Иннокентий (Вениаминов), именно благодаря своей неучености в академическом богословии, смотрел на вещи более традиционно: старообрядцы не еретики, поэтому они ближе, чем католики. По этому поводу, отправляя свои комментарии обер-прокурору Синода А. П. Ахматову, Филарет замечает в сопроводительном письме (датировано тем же днем 30 декабря 1864 г.):
Преосвященный Иннокентий по своему духу и подвигам есть муж апостольский: но, осмеливаюсь сказать, Иркутская семинария не довольно доставила ему пособий для суждения о предметах канонических и исторических строго осторожного. (Письма Филарета, митрополита Московского и Коломенского к высочайшим особам и разным другим лицам. Собраны и изданы Саввою [Тихомировым] архиепископом Тверским и Кашинским. Ч. 2. Тверь: Типография Губернского Правления, 1888, с. 265).
На двойных стандартах русского официального богословия по отношению к западным исповеданиям, с одной стороны, и собственным «раскольникам», с другой, Гагарин строит значительную часть своей апологии объединения с Римом. Он заканчивает свое предисловие к спору с Хомяковым (Gagarin, Les partisans, pp. 60-62) объяснением этой аналогии: его книга «Станет ли Россия католической?» является, как он тут объясняет, своеобразным аналогом книги Григория (Постникова), тогда уже митрополита Петербургского, обращенной к русским «раскольникам», которую он как раз недавно рецензировал: Григорий, архиеп. Казанский. Истинно древняя и истинно православная Христова церковь, изложение в отношении к глаголемому старообрядству. В двух частях. Издание третье, снова пересмотренное и несколько умноженное. СПб.: s.n., 1856; рец. Гагарина, в которой параллель между русскими староверами по отношению к синодальной церкви и православием по отношению к католичеству проведена подробнейшим образом: J. Gagarin, L’Église russe et le Pape, Études de théologie, de philosophie et d’histoire, t. II (1857) 3-83. Если митрополит Григорий, сколь только возможно, мягок по отношению к «раскольникам», то почему можно подозревать в какой-то нечестности меня, спрашивает Гагарин, если я стараюсь так же вести себя с православными? - Это, конечно, ответ на обычное обвинение в иезуитском коварстве: оно тут не больше, чем у лучших епископов и богословов российской Церкви в аналогичной ситуации.
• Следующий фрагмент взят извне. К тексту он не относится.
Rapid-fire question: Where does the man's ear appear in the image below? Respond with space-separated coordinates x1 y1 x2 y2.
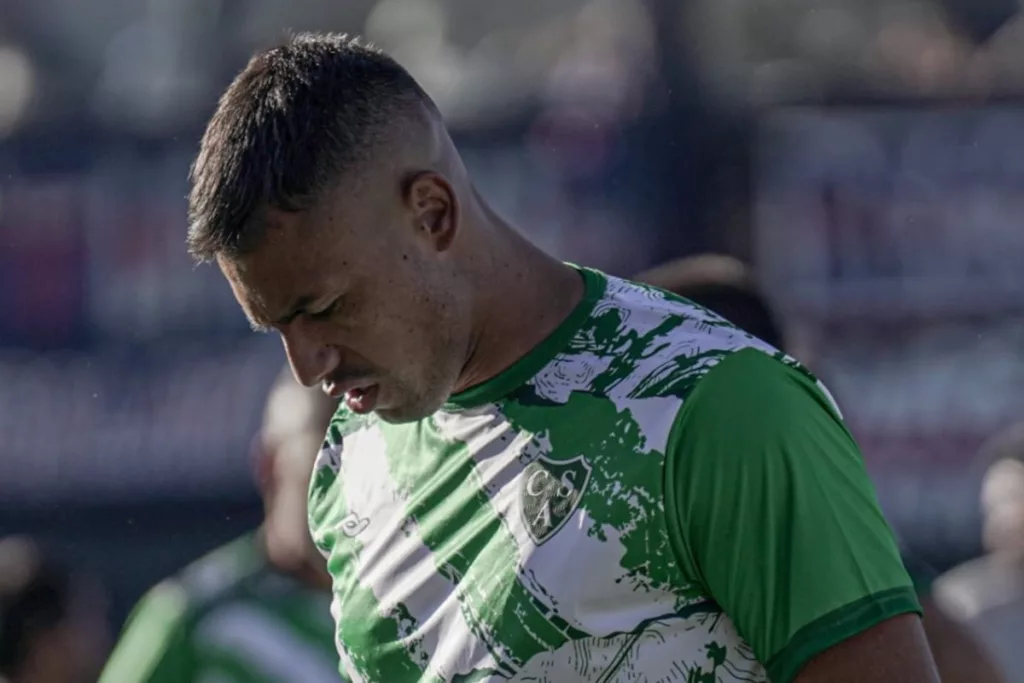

Гагарин заключает это предисловие утверждением, что для успеха столь деликатных переговоров нужно не только самим быть добросовестными, но доверять добросовестности (la bonne foi) своих партнеров, - в противном случае, лучше не вести никаких дискуссий.
Можно отметить, что, видимо, именно это обращение Гагарина к труду митрополита Григория (Постникова) подало повод в основанной митрополитом Григорием «Духовной Беседе» к серии писем протоиерея Яхонтова: см. особо «Предисловие» (И. Яхонтов, Письма к отступнику от православия, на двух ненумерованных страницах) и Письмо первое (ibid., сс. 1-10).
В заключение нельзя не заметить, что в России середины ΧΙΧ века все-таки нашелся один богослов, утверждавший исконный смысл прошения «о соединении всех», - А. Н. Муравьев. Причем, он сделал это в письме, написанном пусть и от своего имени, но по просьбе Филарета и даже вместо Филарета. Эта история также была связана с Гагариным.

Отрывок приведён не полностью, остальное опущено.